Gizzard shad (Dorosoma cepedianum) can have a major influence on nutrient cycling in eutrophic and hypereutrophic lakes, where it can be the dominant fish species.  Gizzard shad can release nutrients from sediments into the water column via excretion and bioturbation, potentially increasing phytoplankton biomass and decreasing water clarity.  Biomanipulation, or the removal of benthic feeding fishes, has been used by lake managers as a tool to improve water quality in many lakes in Europe and North America.  The St.
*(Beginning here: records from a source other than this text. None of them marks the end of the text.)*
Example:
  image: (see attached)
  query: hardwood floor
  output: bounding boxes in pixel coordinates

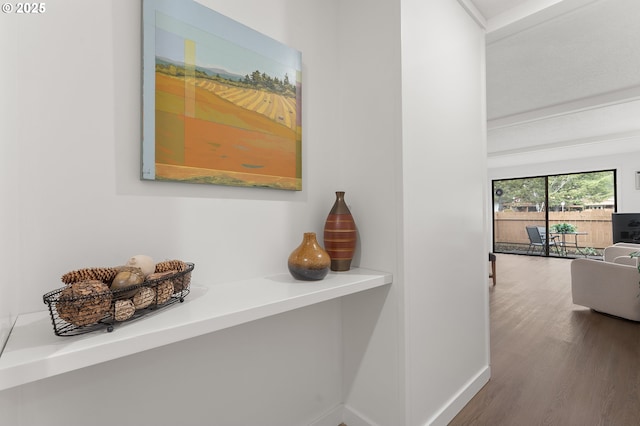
[450,254,640,425]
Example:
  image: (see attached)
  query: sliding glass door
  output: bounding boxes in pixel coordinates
[492,170,616,259]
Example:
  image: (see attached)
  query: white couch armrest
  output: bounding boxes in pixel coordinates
[614,242,640,249]
[604,245,640,263]
[571,258,640,321]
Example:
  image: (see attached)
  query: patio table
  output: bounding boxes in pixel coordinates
[550,232,588,257]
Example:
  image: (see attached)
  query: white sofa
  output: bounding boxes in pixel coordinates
[571,244,640,321]
[604,243,640,266]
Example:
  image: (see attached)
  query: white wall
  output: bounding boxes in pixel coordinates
[0,0,347,318]
[0,5,19,351]
[0,1,348,425]
[401,1,489,425]
[337,0,403,424]
[0,1,490,425]
[335,1,490,424]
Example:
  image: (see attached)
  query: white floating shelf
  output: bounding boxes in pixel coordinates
[0,268,392,391]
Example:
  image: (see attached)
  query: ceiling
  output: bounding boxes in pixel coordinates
[466,0,640,166]
[471,0,533,20]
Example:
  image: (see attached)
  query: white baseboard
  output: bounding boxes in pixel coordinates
[309,405,344,426]
[427,366,491,426]
[310,367,490,426]
[309,404,378,426]
[342,405,380,426]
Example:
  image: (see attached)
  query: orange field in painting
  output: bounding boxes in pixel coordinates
[154,73,301,190]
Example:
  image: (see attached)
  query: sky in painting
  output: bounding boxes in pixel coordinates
[155,11,298,82]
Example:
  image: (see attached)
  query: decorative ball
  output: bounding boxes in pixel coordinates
[125,255,155,277]
[147,271,171,279]
[173,271,190,292]
[132,286,156,310]
[56,280,112,326]
[146,271,175,305]
[113,299,135,321]
[155,269,185,292]
[155,280,174,305]
[110,268,145,298]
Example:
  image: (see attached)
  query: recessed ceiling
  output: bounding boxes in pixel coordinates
[471,0,640,166]
[467,0,592,35]
[470,0,532,20]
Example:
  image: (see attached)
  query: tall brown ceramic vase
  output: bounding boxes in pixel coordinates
[288,232,331,281]
[324,191,357,271]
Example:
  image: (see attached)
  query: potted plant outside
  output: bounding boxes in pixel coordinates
[551,223,577,233]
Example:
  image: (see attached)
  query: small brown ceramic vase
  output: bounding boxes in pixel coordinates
[324,191,357,271]
[287,232,331,281]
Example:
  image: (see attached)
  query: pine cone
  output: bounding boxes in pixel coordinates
[61,267,119,285]
[155,260,187,273]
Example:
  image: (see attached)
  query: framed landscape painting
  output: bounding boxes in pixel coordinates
[142,0,302,190]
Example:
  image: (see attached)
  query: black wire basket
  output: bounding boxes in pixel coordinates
[43,262,194,336]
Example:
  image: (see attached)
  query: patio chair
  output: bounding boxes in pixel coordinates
[526,226,560,255]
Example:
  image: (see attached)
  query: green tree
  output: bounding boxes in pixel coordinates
[494,171,614,212]
[494,177,545,211]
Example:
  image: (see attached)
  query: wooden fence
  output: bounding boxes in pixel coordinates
[494,209,613,250]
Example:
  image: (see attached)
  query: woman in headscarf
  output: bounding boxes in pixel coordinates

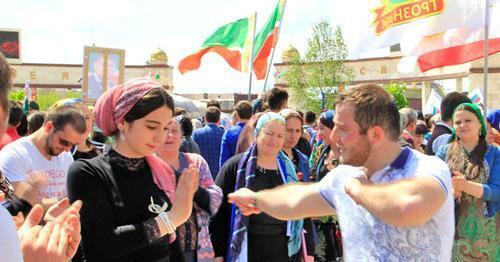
[50,98,103,160]
[66,77,199,262]
[436,103,499,261]
[211,112,304,262]
[156,116,222,261]
[308,110,342,262]
[280,109,315,261]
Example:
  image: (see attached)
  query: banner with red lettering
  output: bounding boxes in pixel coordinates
[344,0,486,56]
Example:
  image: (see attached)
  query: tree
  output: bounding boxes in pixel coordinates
[383,82,409,109]
[285,19,353,113]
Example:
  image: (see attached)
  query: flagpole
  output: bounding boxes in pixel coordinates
[262,0,288,93]
[248,12,258,101]
[483,0,490,116]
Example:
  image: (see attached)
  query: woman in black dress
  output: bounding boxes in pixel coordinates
[67,78,199,262]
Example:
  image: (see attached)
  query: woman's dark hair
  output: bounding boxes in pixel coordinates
[319,113,334,129]
[447,105,488,180]
[27,111,46,135]
[16,114,28,136]
[124,88,174,123]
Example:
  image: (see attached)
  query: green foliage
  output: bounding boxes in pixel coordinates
[285,19,353,113]
[383,82,409,109]
[9,89,82,111]
[9,90,24,101]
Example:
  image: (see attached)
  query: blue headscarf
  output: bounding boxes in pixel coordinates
[254,112,286,137]
[320,110,335,129]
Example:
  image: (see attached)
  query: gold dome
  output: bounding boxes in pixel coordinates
[281,44,300,62]
[149,47,168,64]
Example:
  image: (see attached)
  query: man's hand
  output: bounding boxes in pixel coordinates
[228,188,261,216]
[344,176,372,205]
[26,171,49,189]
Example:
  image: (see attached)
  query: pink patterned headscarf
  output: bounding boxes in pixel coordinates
[94,77,176,201]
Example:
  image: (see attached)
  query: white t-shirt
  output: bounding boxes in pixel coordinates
[0,206,23,262]
[319,148,454,262]
[0,137,74,200]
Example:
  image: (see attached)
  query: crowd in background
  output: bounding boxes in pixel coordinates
[0,51,499,262]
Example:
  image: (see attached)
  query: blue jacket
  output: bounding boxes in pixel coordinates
[293,148,311,182]
[219,122,245,168]
[436,144,500,218]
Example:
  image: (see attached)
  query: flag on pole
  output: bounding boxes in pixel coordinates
[178,16,255,74]
[252,0,286,80]
[344,0,486,56]
[424,88,442,115]
[469,86,485,104]
[23,80,30,115]
[399,1,500,73]
[274,68,286,80]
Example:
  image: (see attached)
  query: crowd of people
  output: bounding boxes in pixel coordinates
[0,50,499,262]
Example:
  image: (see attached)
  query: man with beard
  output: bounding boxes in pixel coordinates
[227,84,454,261]
[0,105,87,209]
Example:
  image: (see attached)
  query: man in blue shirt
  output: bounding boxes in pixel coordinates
[219,101,252,168]
[192,106,225,178]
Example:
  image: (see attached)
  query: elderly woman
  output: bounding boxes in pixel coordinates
[67,78,199,261]
[436,103,499,261]
[211,112,304,262]
[156,116,222,262]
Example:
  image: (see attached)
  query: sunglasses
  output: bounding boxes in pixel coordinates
[54,131,76,147]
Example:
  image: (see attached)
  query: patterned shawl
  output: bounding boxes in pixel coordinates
[227,143,303,261]
[183,153,223,261]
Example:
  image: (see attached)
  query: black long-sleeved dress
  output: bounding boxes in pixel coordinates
[67,149,172,262]
[211,153,312,262]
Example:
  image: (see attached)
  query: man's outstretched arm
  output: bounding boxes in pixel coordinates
[228,182,334,220]
[345,176,446,227]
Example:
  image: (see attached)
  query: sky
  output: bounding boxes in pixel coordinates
[1,0,389,94]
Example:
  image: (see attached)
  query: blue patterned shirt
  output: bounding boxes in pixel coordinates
[192,123,225,178]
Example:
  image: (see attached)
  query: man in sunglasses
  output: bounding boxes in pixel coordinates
[0,105,87,210]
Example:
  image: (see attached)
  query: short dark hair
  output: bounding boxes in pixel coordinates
[206,100,221,110]
[8,100,23,126]
[234,100,252,120]
[124,88,174,123]
[29,100,40,111]
[179,116,194,136]
[440,92,471,122]
[27,111,46,134]
[266,87,288,111]
[0,52,13,113]
[304,111,316,124]
[45,105,87,134]
[205,106,221,123]
[337,84,400,141]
Johns River Water Management District has undertaken a large-scale removal of gizzard shad from Lake Apopka, FL (over 6.4 million kilograms of gizzard shad removed during 1993-2007), as a means to reduce lake phosphorus and phytoplankton concentrations, and improve water clarity.  To better understand the impact of this massive fish removal on lake nutrient cycles, we conducted tank microcosm experiments during summer 2006 and 2007 that manipulated the density of fish, sediment access, and the presence of phytoplankton.  To examine the importance of excretion and bioturbation mechanisms, we compared the responses across experiments and manually stirred the sediments in some of the tanks during the March 2006 experiment.

Results/Conclusions

Gizzard shad typically only stimulated phytoplankton biomass and total and particulate nutrient concentrations when fish could feed directly on sediments.  In most cases, there was an increased proportion of nutrients (both N and P) in particulate form, indicating that gizzard shad can have some impact on turbidity of the water column via bioturbation, in addition to excretion effects.  Increases in turbidity, total and particulate nutrients, were highest with high fish biomass, as was expected.  Tanks where sediments were manually disturbed with a paddle had a modest increase of total dissolved P concentrations, even though turbidity and chlorophyll were substantially elevated over control tanks.  In this system, gizzard shad appear to be important in the excretion of nutrients, the resuspension of phytoplankton, and to some extent the release of dissolved P directly from sediment via bioturbation.  In other systems where benthivores such as common carp (Cyprinus carpio) extensively disturb sediments, there may be a greater impact of bioturbation, especially if pore water nutrients remain mobilized in the water column or if sediment particles limit light availability to aquatic plants.